Geçtiğimiz yıllarda “Geçip Giden” adını taşıyan bir albüm çalışması hazırladınız, albümünüzü dinleyenlerden nasıl dönüşler aldınız?

“Geçip Giden” üç şarkılık bir albümdü. Gayet güzel geri dönüşler aldım. Uzunca bir süredir beni sahne performanslarımdan tanıyan dinleyicilerimin de böyle bir beklentisi oluşmuştu. Sanırım benim gibi onların da içine sinen bir albüm oldu.

Sizi henüz dinlememiş birine kendinizi ve müziğinizi nasıl anlatırsınız?
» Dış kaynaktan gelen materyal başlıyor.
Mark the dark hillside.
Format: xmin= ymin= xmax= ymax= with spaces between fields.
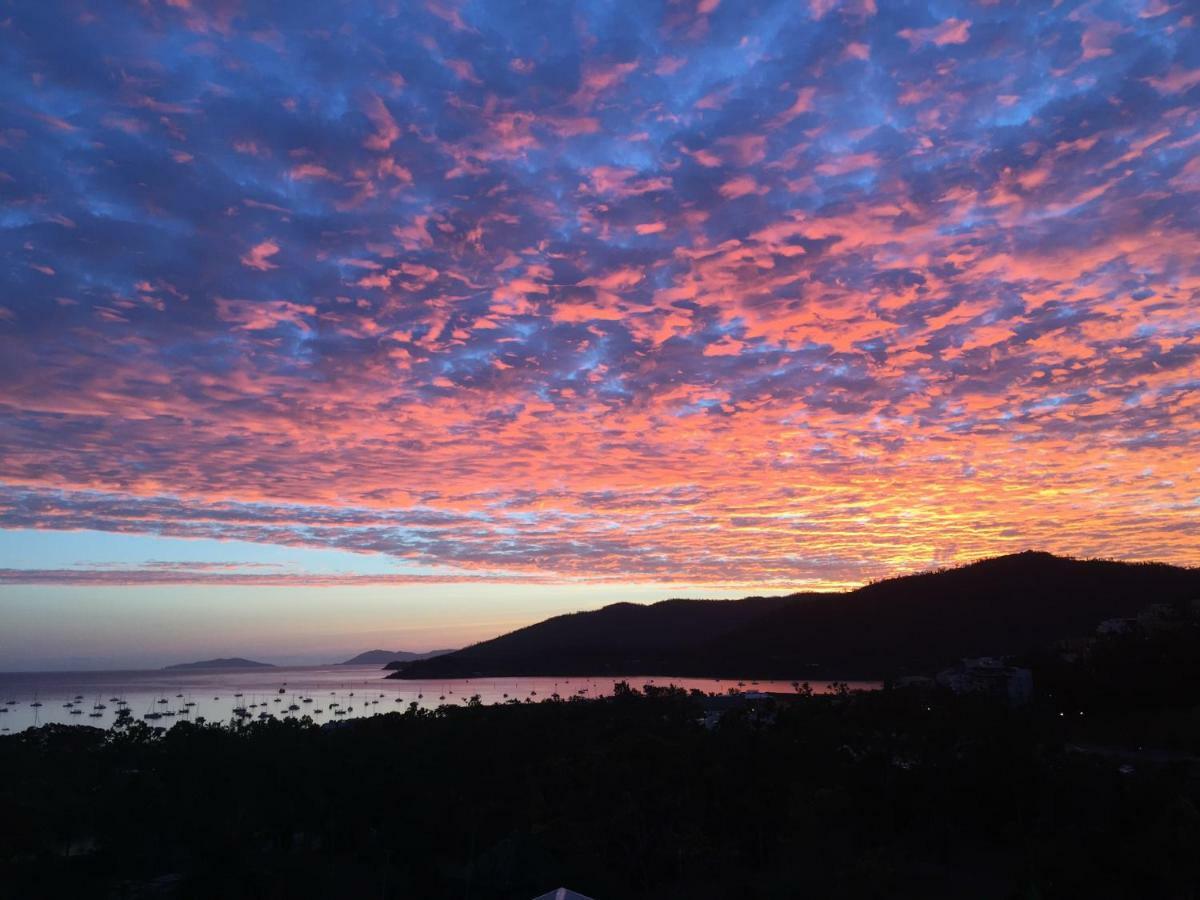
xmin=391 ymin=552 xmax=1200 ymax=678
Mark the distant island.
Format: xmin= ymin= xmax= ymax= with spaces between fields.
xmin=163 ymin=656 xmax=275 ymax=668
xmin=337 ymin=650 xmax=454 ymax=666
xmin=388 ymin=551 xmax=1200 ymax=679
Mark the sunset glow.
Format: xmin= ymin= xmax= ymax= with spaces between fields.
xmin=0 ymin=0 xmax=1200 ymax=648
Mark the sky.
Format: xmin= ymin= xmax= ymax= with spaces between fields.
xmin=0 ymin=0 xmax=1200 ymax=668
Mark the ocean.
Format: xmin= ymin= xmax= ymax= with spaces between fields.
xmin=0 ymin=666 xmax=880 ymax=734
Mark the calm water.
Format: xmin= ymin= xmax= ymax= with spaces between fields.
xmin=0 ymin=666 xmax=880 ymax=733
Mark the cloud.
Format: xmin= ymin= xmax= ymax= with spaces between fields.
xmin=241 ymin=240 xmax=280 ymax=272
xmin=0 ymin=0 xmax=1200 ymax=584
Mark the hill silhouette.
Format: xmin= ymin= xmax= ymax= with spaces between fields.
xmin=389 ymin=551 xmax=1200 ymax=679
xmin=163 ymin=656 xmax=275 ymax=668
xmin=337 ymin=650 xmax=454 ymax=666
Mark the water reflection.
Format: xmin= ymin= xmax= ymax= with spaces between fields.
xmin=0 ymin=666 xmax=880 ymax=733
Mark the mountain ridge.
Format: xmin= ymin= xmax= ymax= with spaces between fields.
xmin=389 ymin=551 xmax=1200 ymax=678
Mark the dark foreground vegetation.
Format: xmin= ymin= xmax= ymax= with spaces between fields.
xmin=0 ymin=631 xmax=1200 ymax=900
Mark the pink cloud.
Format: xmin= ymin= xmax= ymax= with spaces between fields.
xmin=899 ymin=19 xmax=971 ymax=48
xmin=241 ymin=240 xmax=280 ymax=272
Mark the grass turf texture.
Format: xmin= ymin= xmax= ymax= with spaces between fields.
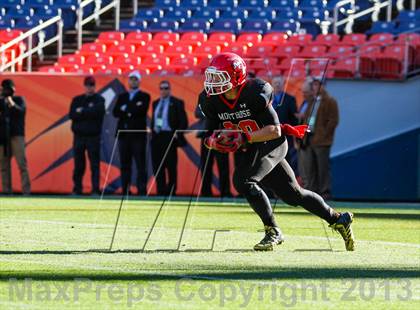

Kendime özgü, salt müziğe odaklı bir müzisyenim. Popüler olmak değil, kaliteli işlere imza atmak istiyorum.

Günümüzü düşünürsek, dijitalleşme müzik dünyasına ne kattı?

Dijitalleşme, herkesin müziğini daha fazla insana duyurması için güzel bir gelişme oldu. Bu sayede benim gibi bağımsız müzisyenler, müzik endüstrisinin acımasız çarklarına kapılmadan, ürettikleri müziği dinleyicilerle buluşturabiliyorlar. Elbette mutlak bir bağımsızlık bu piyasa şatlarında mümkün değil ama hiç yoktan iyidir, diye düşünüyorum.

Sırasıyla hangi şarkılarınızı yayımladınız?

Geçip Giden albümünde 3 şarkım vardı: “Benimle Ol”, “Geçip Giden” ve “Boşuna” . Bunlardan “Benimle Ol” adlı şarkıma klip çektim. Daha sonra sırasıyla Hayata, Olsun ve Yalnızım Ben isimleri teklileri yayınladım. Mayıs sonunda da “Paradoks” isimli parçam dijital platformlarda yerini aldı.

Koronavirüs nedeniyle  evde kaldığımız dönemde, siz bu günleri nasıl değerlendirdiniz ?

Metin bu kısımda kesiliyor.